When I started, I thought adding value meant becoming technical as fast as possible: objects, fields, permissions, automations, integrations, APIs. All that language that feels like a wall at first.
And yes, you have to learn it.
But in real projects I understood something that changed how I saw myself: Salesforce does not live only in technology. It lives in companies, teams, sales, service, operations, meetings, exceptions and decisions that almost never fit cleanly into a diagram.
Before Salesforce, I spent more than 20 years in sales, dealing with customers, teams and stakeholders. That did not automatically make me a senior Salesforce consultant. But it did give me something important: business context.
I knew how to listen to a need that was not yet clearly expressed. I knew when a solution sounded nice but would break in real operations.
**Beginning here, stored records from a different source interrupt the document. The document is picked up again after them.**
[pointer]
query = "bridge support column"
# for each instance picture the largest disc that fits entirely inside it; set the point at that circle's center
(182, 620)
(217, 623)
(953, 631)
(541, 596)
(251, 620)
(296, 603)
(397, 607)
I knew people use Excel even when a CRM exists. I knew a badly understood process creates more work, not less.
That context matters.
A good consultant does not just configure. They ask, organize, translate, prioritize and help the tool fit the reality of the company.
Field Service fit me especially well because it brings Salesforce down to the ground: technicians, appointments, work orders, mobility, planning, urgent cases, end customers and real operations. There, technology cannot live in an ivory tower. It has to work.
Salesforce can be learned. Business judgment is trained through years of reality.
The key is knowing how to connect both.
I did not come from IT. I came from listening to customers, understanding companies and surviving real processes. That counts too.